Шрифт:
Интервал:
Закладка:
Аспирант Рома хмыкнул. Не случайно хмыкнул, но так, чтобы его хмыканье услышали и оценили.
– Что? – подозрительно спросила Вера.
– А если ты… Нет, не ты, другой кто-нибудь… Если вору в законе с кем-то легко быть собой, значит, для него нормальные люди – уголовники? бандиты? убийцы? – насмешливо перечислял Гутионов. – То есть возможна такая ситуация, когда вор и убийца признается нормальным человеком?
Антон Махов флегматично поднял руку:
– Нормальный, может, с точки зрения права по крайней мере – вменяемый? То есть не псих, не малахольный, вот это всё?
– В законе нет такой категории – «нормальный человек», «добрый человек», – возразил Гутионов.
Вера, чье определение раскритиковал аспирант, не обративший внимания на ее праздничную нарядность, спросила, глядя на оппонента в упор:
– Вот ты скажи, только честно, ты – нормальный человек?
Аспирант снисходительно улыбнулся:
– Ну, я не кусаюсь, на прохожих не бросаюсь…
Он нарочно отвел взгляд от Веры, как бы отводя подозрения, будто имел в виду ее. Вера, однако, вызов поняла и оценила:
– Ты не ответил на вопрос. Можно не кусаться, но быть пафосным занудой, правда же?
Благостная тишина распалась. Воздух темнел, накалялся, и ведущий поспешил вмешаться:
– Друзья, друзья. Номина сунт одиоза[27]!
– Гав! Гав! Р-р-р-ваф! – Гутионов довольно убедительно изображал лай маленькой собачонки; ни у кого не возникло ни малейших сомнений, что лай аспиранта является ничем иным, как переходом на личности, пусть и собачьи.
– Господь! – возмущенно вскрикнула Вера. – Вот как разговаривают наши будущие кандидаты наук!

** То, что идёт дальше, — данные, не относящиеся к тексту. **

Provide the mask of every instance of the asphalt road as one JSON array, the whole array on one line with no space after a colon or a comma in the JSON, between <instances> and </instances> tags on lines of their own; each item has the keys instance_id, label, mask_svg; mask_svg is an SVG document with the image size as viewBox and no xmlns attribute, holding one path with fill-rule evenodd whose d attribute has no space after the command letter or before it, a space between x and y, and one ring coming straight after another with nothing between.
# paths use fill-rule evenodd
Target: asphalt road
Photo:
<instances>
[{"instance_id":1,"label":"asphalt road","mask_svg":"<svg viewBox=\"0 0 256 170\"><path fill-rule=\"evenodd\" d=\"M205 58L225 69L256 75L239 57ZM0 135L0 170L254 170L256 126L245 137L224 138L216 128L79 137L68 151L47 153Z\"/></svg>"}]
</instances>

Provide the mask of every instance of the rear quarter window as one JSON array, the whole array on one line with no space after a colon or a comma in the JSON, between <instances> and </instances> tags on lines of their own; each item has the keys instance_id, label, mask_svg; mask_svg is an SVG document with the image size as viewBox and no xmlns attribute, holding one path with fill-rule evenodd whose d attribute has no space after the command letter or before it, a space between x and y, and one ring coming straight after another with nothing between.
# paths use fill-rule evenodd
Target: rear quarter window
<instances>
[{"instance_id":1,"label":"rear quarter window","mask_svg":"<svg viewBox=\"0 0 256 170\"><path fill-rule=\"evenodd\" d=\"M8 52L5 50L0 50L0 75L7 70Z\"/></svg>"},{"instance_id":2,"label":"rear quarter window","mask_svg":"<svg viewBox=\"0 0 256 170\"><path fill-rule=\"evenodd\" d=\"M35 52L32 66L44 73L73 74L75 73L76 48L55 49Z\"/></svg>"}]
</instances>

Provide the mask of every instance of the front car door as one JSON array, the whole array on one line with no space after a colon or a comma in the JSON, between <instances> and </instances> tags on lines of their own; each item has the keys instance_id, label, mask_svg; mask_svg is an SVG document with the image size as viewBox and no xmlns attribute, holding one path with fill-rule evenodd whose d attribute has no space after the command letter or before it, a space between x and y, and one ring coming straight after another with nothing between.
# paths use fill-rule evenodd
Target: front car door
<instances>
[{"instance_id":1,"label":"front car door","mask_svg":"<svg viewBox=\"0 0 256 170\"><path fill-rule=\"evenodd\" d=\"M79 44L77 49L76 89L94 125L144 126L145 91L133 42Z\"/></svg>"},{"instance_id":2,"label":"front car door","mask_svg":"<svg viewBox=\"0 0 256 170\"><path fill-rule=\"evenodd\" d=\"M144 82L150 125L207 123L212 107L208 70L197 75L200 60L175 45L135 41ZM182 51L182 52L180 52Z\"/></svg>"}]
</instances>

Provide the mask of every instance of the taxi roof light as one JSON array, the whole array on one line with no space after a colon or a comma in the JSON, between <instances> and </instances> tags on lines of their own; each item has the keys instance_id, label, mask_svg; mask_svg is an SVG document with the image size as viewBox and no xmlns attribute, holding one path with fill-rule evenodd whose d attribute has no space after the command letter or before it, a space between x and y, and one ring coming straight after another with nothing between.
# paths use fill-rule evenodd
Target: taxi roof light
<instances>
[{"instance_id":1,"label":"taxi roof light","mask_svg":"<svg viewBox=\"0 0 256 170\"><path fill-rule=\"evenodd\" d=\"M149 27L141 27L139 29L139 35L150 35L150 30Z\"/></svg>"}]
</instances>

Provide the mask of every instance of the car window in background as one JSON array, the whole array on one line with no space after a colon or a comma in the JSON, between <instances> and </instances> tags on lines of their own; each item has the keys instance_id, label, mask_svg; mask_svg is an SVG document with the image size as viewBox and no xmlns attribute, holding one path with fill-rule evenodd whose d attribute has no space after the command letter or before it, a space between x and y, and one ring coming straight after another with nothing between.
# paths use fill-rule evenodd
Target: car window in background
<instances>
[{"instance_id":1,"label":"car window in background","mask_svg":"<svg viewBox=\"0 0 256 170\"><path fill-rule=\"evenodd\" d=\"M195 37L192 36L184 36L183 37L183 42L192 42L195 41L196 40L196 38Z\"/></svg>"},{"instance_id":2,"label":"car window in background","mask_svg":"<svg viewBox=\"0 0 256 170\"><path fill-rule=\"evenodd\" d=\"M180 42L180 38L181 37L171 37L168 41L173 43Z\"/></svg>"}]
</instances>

Гутионов еще некоторое время злобно рычал, переводя взгляд с Веры на Тагерта, потом умолк и улыбался со смущенным торжеством.
– Что ж, прекрасная звуковая иллюстрация к разговору о нормальном человеке. – В голосе Тагерта слышалась досада. – Ваня! А что вы, собственно, записываете? Лай Гутионова?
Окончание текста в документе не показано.